LA Times Grades Teachers, UTLA Wants to Pop the Messenger



On Sunday, the LA Times published an excellent analysis
of how and it what ways some teachers help their students succeed while others hold them back.

Here’s a clip from their summary:

Based on test score data covering seven years, The Times analyzed the effects of more than 6,000 elementary school teachers on their students’ learning. Among other things, it found huge disparities among teachers, some of whom work just down the hall from one another.

After a single year with teachers who ranked in the top 10% in effectiveness, students scored an average of 17 percentile points higher in English and 25 points higher in math than students whose teachers ranked in the bottom 10%. Students often backslid significantly in the classrooms of ineffective teachers, and thousands of students in the study had two or more ineffective teachers in a row.

The district has had the ability to analyze the differences among teachers for years but opted not to do so, in large part because of anticipated union resistance, The Times found.

What a great idea? One of the best parts, is the fact that, while criticizing the ineffective teachers, the Times showed that good teachers—even more than class size and resources—can make a big difference in the academic lives of our kids.

And so what is the response of AJ Duffy, the president of UTLA, the LA teachers’ union? Did Mr. Duffy applaud the LA Times reporters for recognizing the importance of teachers, thereby proving the district’s fears to be groundless?

Uh, no.

He began organizing a “massive boycott” of the paper.

Oh, A.J. You rarely fail to disappoint us.


While we’re on the subject, Neon Tommy has also launched a very good series on LAUSD in which NT reporters visited seven district schools to examine why LAUSD has some of the lowest test scores in the state of California.

4 Comments

  • Duffy is eminently hateable, but I’m surprised that you invest so much faith in an analysis that relies exclusively on two CST scores – language arts and math. To evaluate an elementary school teacher, wouldn’t you want to know how the children are doing in social studies, science, the arts, their attitude toward learning, their emotional development? The incentive in the Times’ approach is clearly to teach toward those two tests. The Times long ago stopped covering education, or at least anything that doesn’t fit the narrative dictated by the Eli Broads, Bill Gateses and Richard Riordans of the world.

  • I know Duffy is the head of the UTLA and his views are important and nominally representative of teachers generally, but we need an institution that speaks for teachers who support reform efforts.

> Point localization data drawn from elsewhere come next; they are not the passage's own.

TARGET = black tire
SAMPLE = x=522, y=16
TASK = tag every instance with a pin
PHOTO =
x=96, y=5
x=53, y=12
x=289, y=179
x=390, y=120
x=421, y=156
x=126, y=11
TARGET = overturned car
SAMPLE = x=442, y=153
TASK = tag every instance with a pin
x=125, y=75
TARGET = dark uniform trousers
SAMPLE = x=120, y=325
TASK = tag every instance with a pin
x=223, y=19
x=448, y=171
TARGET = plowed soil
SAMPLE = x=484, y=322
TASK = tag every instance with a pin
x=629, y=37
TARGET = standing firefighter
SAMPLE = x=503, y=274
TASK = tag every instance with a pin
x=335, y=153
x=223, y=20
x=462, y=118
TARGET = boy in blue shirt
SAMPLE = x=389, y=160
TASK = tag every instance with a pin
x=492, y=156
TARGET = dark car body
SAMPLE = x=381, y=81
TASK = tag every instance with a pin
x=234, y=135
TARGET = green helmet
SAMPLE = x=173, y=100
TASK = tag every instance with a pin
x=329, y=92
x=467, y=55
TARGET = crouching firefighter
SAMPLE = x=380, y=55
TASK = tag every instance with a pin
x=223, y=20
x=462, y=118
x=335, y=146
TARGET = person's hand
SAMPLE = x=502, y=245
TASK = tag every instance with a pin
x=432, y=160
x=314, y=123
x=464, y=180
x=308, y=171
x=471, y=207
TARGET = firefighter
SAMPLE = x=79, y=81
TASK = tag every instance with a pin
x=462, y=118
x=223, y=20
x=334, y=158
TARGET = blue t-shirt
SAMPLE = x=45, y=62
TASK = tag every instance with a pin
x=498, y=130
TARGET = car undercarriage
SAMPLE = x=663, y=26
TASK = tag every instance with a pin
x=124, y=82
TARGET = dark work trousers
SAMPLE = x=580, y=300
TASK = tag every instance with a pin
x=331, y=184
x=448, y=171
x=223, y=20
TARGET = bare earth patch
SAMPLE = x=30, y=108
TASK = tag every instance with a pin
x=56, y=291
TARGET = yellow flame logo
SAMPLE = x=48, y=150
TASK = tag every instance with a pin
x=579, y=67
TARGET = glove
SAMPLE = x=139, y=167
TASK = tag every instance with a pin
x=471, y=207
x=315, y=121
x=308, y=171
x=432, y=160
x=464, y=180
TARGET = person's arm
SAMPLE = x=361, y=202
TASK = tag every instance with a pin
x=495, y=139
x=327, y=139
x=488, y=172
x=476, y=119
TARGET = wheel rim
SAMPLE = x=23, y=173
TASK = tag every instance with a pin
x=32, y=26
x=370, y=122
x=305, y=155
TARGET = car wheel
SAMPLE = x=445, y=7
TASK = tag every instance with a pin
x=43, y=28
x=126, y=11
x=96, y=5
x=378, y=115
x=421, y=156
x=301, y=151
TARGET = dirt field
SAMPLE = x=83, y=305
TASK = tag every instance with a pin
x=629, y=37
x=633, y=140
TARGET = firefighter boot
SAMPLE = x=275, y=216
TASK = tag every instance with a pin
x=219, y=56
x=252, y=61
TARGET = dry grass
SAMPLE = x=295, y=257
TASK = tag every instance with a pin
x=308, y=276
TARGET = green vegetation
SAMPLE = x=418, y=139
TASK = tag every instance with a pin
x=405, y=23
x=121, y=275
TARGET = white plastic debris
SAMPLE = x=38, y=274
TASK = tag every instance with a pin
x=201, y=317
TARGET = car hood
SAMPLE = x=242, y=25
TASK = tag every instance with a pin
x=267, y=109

Teachers’ insights and perspective are incredibly important and Duffy’s foolishness isn’t doing them or the kids any good in the long run.

    Welcome back, Celeste.

  • Without knowing how students were assigned to classes, it is impossible to conduct a value-added assessment. It states so in the booklet from the test publisher, ETS.

    “Using Student Progress
    To Evaluate Teachers:
    A Primer on Value-Added Models
    Policy Information PERSPECTIVE
    by Henry I. Braun”

    Follow the link and read it for yourself.

    http://www.ets.org/Media/Research/pdf/PICVAM.pd

  • Bad teachers get protected by UTLA. Good teachers get nothing from UTLA. Since UTLA uses close to 50% of their resources protecting the bad teachers job, while assigned at home, I don’t understand why the good teachers keep feeding this monster.

    Good teachers WANT the bad teachers gone. The good ones have pride in their profession. The bad ones ruin what could be a great school district.

    Until the good teachers withhold union dues the profession will continue to be tarnished. Members! Your dues are your voice. You have a choice. Continue to pay dues and continue the cycle. Stop paying your dues and be heard.

    Spread the word. You know who the good teachers are. Take your union back!